Glacier National Park
Tourists hike through Glacier National Park in Montana. Reuters

Could too many national parks be a bad thing for the United States? Some congressional Republicans think so.

The House of Representatives will meet Tuesday to discuss a Republican-sponsored bill that could drastically curtail the number of new parks created each year. The "Ensuring Public Involvement in the Creation (EPIC) of National Monuments Act," which is the full name of the bill, was described by the left-leaning Center for American Progress as a "de facto 'No More National Parks' policy."

At the heart of the debate is the 1906 Antiquities Act, which gives the president powers to unilaterally designate a site a national monument without going through a National Environmental Policy Act process, as Congress must do.

Utah Republican Rep. Rob Bishop, sponsor of H.R. 1459, which is the bill's official name, believes that this more than 100-year-old law creates a dangerous loophole whereby the president can bypass the deliberative (and often lengthy) process of receiving public input before establishing a national monument. "The American people deserve the opportunity to participate in land-use decisions regardless of whether they are made in Congress or by the President," Bishop said Friday. "This bill ensures that new national monuments are created openly with consideration of public input."

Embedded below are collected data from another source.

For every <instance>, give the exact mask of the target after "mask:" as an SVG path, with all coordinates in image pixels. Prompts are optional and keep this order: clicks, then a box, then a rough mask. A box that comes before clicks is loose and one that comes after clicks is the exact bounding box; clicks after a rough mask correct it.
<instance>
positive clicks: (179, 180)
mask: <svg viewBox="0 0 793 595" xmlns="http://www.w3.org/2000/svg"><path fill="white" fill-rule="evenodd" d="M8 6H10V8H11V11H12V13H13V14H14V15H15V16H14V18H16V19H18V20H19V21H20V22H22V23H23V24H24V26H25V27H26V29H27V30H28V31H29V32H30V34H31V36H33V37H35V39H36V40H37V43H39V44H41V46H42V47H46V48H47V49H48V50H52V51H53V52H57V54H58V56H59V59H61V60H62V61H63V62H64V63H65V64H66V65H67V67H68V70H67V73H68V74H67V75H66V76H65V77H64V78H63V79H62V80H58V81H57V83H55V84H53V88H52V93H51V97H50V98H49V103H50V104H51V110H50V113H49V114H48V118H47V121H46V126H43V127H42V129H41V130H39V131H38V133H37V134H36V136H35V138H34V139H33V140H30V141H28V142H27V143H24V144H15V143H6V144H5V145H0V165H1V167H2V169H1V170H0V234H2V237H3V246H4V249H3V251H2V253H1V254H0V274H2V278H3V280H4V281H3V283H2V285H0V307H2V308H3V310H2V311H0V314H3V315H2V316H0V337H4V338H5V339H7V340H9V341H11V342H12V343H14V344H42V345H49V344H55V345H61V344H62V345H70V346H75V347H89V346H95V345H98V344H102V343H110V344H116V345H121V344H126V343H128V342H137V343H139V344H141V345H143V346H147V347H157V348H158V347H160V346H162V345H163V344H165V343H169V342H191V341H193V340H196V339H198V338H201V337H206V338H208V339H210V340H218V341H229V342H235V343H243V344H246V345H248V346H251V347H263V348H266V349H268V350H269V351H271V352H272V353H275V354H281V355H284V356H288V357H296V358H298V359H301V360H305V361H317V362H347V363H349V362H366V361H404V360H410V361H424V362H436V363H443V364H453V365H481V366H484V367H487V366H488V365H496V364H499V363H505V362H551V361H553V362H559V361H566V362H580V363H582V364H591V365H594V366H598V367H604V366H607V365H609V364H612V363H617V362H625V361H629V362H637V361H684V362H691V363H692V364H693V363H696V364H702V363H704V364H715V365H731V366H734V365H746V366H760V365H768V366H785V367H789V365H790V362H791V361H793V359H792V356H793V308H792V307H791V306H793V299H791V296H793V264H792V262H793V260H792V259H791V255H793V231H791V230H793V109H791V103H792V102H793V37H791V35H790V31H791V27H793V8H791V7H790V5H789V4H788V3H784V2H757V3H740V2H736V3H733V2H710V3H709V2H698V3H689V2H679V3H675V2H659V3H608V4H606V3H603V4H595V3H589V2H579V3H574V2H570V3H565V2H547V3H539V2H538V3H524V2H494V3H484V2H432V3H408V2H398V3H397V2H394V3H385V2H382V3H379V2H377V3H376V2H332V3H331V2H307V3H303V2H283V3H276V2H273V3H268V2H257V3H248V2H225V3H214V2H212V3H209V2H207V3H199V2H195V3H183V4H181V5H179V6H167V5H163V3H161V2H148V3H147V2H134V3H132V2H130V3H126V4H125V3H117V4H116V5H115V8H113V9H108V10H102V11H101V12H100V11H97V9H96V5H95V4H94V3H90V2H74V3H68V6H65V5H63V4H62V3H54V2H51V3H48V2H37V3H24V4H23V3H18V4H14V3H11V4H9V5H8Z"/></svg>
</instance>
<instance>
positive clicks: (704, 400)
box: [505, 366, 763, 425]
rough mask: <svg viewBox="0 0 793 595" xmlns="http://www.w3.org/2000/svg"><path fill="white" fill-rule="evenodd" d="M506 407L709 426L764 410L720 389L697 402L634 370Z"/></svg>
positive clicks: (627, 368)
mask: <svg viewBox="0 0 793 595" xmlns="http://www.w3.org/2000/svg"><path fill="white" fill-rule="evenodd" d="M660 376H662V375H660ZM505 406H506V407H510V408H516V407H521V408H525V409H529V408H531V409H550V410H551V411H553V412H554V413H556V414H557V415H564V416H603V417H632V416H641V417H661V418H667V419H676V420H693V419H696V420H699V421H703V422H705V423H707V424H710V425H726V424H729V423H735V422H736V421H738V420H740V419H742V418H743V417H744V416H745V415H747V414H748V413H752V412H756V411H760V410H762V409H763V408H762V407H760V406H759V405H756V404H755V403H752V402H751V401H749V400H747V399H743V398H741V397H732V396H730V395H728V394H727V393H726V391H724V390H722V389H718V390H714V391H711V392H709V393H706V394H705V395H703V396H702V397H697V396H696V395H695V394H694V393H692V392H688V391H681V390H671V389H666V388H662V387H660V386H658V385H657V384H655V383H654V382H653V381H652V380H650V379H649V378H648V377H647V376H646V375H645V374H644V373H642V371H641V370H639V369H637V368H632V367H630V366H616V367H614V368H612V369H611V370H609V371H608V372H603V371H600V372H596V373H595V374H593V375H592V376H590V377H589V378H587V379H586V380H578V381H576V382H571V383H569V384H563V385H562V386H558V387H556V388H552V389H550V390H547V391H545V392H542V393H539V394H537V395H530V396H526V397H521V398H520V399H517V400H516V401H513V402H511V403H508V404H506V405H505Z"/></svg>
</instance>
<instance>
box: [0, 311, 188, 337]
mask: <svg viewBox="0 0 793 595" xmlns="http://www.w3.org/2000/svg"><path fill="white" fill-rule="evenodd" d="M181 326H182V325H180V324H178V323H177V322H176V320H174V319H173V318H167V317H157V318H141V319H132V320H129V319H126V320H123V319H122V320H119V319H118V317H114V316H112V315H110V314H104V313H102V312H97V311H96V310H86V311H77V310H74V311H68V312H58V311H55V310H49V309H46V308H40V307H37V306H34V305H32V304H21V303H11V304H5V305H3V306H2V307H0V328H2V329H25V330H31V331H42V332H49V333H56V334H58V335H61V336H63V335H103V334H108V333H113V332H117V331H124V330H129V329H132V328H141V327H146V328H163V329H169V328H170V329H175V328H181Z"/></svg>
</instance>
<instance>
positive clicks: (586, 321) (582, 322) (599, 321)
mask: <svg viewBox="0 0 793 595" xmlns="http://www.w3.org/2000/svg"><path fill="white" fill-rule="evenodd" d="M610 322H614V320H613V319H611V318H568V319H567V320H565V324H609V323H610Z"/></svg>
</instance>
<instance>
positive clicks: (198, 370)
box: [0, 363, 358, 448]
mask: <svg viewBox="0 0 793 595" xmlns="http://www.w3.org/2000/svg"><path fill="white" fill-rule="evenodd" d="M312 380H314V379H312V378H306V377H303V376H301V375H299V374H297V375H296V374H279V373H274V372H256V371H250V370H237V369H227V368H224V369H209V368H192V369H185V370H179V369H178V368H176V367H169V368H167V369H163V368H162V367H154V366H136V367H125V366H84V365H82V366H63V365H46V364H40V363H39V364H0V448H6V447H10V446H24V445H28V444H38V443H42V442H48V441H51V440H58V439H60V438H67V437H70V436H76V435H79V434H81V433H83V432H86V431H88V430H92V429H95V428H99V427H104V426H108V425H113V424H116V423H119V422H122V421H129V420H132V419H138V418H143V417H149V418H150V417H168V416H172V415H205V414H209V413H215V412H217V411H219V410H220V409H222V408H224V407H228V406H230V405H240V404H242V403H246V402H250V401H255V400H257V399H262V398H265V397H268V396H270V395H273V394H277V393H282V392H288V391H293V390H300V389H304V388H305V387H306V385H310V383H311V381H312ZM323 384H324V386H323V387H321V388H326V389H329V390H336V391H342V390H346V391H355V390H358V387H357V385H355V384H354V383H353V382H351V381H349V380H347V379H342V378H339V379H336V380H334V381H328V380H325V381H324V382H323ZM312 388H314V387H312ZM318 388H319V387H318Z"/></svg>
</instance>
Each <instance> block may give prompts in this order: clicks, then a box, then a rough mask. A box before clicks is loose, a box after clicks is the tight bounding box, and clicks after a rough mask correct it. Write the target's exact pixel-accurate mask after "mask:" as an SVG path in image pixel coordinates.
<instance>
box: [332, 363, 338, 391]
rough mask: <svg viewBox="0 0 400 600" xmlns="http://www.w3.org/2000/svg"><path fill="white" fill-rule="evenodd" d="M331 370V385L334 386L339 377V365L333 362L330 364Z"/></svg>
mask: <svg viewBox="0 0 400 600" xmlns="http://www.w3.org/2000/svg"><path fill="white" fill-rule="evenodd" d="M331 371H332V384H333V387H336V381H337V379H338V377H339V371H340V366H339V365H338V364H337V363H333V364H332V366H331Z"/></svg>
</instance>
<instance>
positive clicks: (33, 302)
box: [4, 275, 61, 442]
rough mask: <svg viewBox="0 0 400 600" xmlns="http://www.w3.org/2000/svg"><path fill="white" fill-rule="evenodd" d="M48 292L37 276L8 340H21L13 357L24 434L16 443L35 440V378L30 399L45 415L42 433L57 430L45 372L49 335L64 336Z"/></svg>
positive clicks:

He said that decisions impacting the livelihoods of so many people "deserve to be made out in the open, not behind closed doors."

Bishop said the Antiquities Act, part of Theodore Roosevelt's groundbreaking conservation agenda, was created before any of today's modern environmental and preservation laws were enacted, and it was intended to be used in emergencies to protect historic artifacts and sites of scientific value from imminent threat.

The bill is largely seen as a response to Obama's decision last week to extend the Coastal California National Monument to reach a stretch of California's shoreline near Point Arena. Bishop said President Obama had "punked" the House by undermining its own efforts to protect the land under the Congressional process.

The Center for American Progress argued that there are dozens of land conservation bills stalled in Congress that meet the common sense principles that have guided protections for more than a century.

"There is a widening gap between American families who want more parks and open spaces to get outdoors and a Congress that has slashed conservation budgets, shuttered parks and blocked nearly every community-led effort to protect lands for future generations," said Matt Lee-Ashley, a senior fellow at the Center for American Progress. "With Congress so broken, the president is rightly stepping up to help conserve the places that matter most to our landscape, our history and our culture."

Lee-Ashley cited as an example the six consecutive house sessions that failed to make the Boulder White-Clouds area in Idaho a national monument, despite ample local support for the measure. The local community has spent decades working to permanently protect the beauty and abundant wildlife of the Boulder White-Clouds area, and Rep. Mike Simpson (R-ID) introduced legislation on six occasions to protect the area as a national monument, but the bill has yet to pass.

Boulder White-Clouds is one of 10 high-profile land conservation bills examined in a report released last week by the campaign group Equal Ground, with support from the Center for American Progress. The Denver-based organization, which promotes greater balance between conservation and energy development, found that members of both political parties introduced legislation to protect these 10 "languishing lands" a combined 52 times over the past 30 years.

Congress, meanwhile, protected only one new wilderness area in the last five years, which constituted the longest drought of conservation legislation since World War II.

President Clinton used the Antiquities Act to create 19 new monuments and enlarge three others, and President George W. Bush used the Antiquities Act just five times. President Obama's expansion of the California Coastal National Monument this month marked the tenth time he's used executive powers to conserve land.

Advocates for creating more public lands point to statistics released earlier this year by the Department of the Interior that show that visitors to National Park Service properties generated $26.8 billion in economic activity and supported 243,000 jobs in "gateway" communities last year.

The new secretary of the interior, Sally Jewell, made it abundantly clear in her agenda-setting speech that President Obama was "ready and willing to step up where Congress falls short" in pushing through backlogged conservation bills that could bolster rural economies. President Obama himself reiterated this stance in his State of the Union speech, saying he'd use his authority "to protect more of our pristine federal lands for future generations."

However, his ability to do just that will be the topic of much debate this week. If House Republicans get their way (and manage to sell the idea to the Senate), each president would be allowed to designate just one new park per four-year term.